12. Determinism Rules
The system guarantees:
- Same documents + same config = identical index.ndjson
- Same index.ndjson = identical FAISS
- Same query + same index = identical results
No randomness. No adaptive mutation. No auto-learning.
13. LLM Integration
- Context strictly limited to retrieved chunks
- PromptBuilder constructs deterministic system prompt
- ContextService manages history
- SSE streaming enabled
- Model endpoint configurable
LLM never has direct access to full knowledge base.
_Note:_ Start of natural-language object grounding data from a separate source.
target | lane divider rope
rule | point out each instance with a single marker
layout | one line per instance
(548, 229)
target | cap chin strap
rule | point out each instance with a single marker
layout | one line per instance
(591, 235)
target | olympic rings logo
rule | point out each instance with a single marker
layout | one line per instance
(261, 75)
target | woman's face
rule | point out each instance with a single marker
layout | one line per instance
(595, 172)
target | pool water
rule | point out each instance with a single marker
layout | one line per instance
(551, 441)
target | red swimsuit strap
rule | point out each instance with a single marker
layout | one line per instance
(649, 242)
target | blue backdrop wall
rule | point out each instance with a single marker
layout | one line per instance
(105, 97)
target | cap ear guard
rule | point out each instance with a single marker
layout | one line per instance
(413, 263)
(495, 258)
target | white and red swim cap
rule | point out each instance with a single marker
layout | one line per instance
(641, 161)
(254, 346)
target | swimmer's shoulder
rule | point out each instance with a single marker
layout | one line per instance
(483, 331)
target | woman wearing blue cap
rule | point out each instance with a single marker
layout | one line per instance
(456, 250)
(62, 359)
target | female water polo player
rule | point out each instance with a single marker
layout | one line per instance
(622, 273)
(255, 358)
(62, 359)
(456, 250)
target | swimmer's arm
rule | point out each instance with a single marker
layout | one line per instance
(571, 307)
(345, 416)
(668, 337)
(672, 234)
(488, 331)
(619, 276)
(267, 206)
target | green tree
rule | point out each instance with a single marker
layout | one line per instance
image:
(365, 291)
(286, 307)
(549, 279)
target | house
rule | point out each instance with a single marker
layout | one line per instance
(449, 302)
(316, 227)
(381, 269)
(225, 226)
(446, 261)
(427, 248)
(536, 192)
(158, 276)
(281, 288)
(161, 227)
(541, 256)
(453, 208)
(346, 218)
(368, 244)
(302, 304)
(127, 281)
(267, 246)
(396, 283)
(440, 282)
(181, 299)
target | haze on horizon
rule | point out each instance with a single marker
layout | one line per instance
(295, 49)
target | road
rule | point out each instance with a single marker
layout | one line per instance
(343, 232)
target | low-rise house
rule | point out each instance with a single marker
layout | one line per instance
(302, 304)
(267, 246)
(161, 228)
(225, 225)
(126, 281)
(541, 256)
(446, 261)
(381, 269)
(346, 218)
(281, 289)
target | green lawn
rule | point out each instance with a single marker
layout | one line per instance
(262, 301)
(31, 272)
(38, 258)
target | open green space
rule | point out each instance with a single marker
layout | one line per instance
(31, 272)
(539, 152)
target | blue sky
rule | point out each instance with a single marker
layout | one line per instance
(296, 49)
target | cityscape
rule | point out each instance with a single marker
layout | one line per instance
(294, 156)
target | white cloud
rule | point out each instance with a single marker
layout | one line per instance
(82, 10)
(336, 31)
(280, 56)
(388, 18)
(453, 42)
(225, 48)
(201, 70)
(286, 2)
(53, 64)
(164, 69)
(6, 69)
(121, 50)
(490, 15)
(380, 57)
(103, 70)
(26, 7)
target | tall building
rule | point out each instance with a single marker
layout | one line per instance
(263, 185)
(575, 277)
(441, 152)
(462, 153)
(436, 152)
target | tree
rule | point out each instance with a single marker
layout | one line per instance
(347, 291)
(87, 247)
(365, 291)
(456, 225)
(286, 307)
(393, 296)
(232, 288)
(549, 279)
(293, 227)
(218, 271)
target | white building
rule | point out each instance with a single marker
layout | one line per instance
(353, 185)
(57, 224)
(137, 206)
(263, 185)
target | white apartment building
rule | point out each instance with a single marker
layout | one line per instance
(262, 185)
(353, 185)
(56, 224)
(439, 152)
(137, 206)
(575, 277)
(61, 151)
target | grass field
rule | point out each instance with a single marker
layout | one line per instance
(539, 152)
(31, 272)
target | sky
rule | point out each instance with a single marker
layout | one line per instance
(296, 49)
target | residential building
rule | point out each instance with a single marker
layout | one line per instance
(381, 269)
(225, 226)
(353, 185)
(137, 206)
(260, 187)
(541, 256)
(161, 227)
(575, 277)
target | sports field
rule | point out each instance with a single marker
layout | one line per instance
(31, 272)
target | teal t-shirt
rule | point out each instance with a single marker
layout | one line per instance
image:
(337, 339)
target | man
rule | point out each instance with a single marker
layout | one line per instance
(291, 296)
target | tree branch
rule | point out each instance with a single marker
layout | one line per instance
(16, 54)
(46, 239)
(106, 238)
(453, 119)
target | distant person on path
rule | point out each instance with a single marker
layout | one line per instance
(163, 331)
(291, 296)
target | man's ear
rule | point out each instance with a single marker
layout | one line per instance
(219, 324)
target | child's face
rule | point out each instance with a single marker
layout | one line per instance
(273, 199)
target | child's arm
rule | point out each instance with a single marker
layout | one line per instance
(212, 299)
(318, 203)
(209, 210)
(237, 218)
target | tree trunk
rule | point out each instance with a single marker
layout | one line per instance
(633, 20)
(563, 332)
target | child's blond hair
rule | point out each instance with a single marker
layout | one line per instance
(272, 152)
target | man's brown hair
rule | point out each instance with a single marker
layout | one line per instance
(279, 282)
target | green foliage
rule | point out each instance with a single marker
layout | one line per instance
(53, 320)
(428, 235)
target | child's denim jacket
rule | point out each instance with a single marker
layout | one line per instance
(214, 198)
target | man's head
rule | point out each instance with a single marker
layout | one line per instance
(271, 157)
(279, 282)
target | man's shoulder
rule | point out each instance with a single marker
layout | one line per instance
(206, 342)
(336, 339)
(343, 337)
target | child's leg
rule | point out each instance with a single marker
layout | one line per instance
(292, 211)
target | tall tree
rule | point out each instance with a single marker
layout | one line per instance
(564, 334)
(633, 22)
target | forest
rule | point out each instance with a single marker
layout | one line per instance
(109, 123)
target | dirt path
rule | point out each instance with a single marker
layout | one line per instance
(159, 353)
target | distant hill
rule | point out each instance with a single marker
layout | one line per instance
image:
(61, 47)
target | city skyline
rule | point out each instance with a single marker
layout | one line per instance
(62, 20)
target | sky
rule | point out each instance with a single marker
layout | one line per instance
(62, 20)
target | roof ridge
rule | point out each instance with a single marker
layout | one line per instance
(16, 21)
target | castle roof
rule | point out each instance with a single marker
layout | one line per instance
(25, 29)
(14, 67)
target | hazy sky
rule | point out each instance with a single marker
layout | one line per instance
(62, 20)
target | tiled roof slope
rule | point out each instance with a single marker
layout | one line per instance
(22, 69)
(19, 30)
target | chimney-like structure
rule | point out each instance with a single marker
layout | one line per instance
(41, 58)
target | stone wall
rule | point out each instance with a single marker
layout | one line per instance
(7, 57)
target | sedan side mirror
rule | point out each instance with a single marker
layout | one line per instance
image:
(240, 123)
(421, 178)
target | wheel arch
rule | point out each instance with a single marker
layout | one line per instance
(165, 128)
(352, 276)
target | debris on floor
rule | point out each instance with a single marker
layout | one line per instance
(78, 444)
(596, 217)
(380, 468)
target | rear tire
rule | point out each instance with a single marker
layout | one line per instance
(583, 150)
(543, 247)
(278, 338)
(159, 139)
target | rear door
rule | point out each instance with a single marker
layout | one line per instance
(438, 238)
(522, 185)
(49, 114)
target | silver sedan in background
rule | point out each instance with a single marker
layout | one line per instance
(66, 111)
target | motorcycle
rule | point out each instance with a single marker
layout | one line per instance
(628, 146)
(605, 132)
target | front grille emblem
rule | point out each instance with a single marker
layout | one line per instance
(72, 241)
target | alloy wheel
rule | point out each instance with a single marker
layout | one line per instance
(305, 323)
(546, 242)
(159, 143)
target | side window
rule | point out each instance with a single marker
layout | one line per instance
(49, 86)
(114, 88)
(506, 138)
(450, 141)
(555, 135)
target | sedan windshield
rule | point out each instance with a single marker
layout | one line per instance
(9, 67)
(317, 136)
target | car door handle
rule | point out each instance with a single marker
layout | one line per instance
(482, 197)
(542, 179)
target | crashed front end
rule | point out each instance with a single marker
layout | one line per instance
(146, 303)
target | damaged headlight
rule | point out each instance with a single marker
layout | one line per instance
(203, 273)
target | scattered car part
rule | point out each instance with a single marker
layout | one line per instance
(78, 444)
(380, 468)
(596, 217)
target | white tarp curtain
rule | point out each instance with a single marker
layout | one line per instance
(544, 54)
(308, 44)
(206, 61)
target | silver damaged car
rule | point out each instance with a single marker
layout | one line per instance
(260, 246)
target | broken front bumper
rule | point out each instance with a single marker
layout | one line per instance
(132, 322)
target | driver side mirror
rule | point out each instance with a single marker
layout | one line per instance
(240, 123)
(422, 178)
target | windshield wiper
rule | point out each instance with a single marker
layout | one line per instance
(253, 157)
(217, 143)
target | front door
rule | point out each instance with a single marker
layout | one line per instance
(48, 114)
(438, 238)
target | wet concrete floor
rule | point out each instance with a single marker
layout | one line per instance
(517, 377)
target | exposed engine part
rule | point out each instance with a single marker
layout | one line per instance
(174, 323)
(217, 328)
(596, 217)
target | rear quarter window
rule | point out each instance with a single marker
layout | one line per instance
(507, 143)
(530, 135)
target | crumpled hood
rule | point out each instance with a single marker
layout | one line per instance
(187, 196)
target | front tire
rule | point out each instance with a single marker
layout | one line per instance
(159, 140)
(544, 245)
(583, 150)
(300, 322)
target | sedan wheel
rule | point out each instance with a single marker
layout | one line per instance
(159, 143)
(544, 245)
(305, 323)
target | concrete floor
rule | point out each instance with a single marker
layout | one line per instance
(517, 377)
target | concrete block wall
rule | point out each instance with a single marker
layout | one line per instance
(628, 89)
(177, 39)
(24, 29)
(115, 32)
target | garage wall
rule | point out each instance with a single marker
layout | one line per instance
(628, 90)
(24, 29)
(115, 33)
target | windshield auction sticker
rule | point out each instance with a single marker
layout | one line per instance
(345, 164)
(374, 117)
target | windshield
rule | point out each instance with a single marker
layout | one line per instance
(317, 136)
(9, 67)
Only retrieved chunks are injected.
14. Scalability
Designed for:
-
200k chunks
- Streaming NDJSON reads
- Full FAISS rebuild
- Cache layer for retrieval
- Controlled memory usage
No full-array JSON loads.
15. Failure Modes
Handled via:
- Missing vector index detection
- Structure drift detection
- Lock collision detection
- Embedding dependency checks
- Python execution errors
- Empty chunk fallback
16. Non-Goals
This system intentionally does NOT include:
- Online learning
- Embedding mutation
- Incremental FAISS update
- Auto chunk merging
- Self-modifying prompts
All structural changes require explicit reindex.
17. Design Philosophy
This is a governance-first RAG architecture:
- Deterministic
- Reproducible
- Drift-safe
- Audit-friendly
- Version-controlled
It prioritizes correctness and control over dynamic mutation.
18. Development Guidelines
When extending the system:
- Never mutate FAISS directly
- Never edit index.ndjson manually
- Always preserve determinism
- Increment index_version only via Global Reindex
- Guard all structural changes
- Maintain streaming compatibility
19. CLI Commands (Symfony)
Example:
php bin/console mto:agent:vector:ingest
Custom commands follow namespace:
mto:agent:*
20. Summary
This system is a deterministic, enterprise-grade hybrid RAG engine with:
- NDJSON-based streaming index
- Full FAISS rebuild strategy
- Structured ingest pipeline
- Hybrid retrieval
- Admin governance layer
- Strict guardrails
It is designed for controlled enterprise deployment, not experimental AI workflows.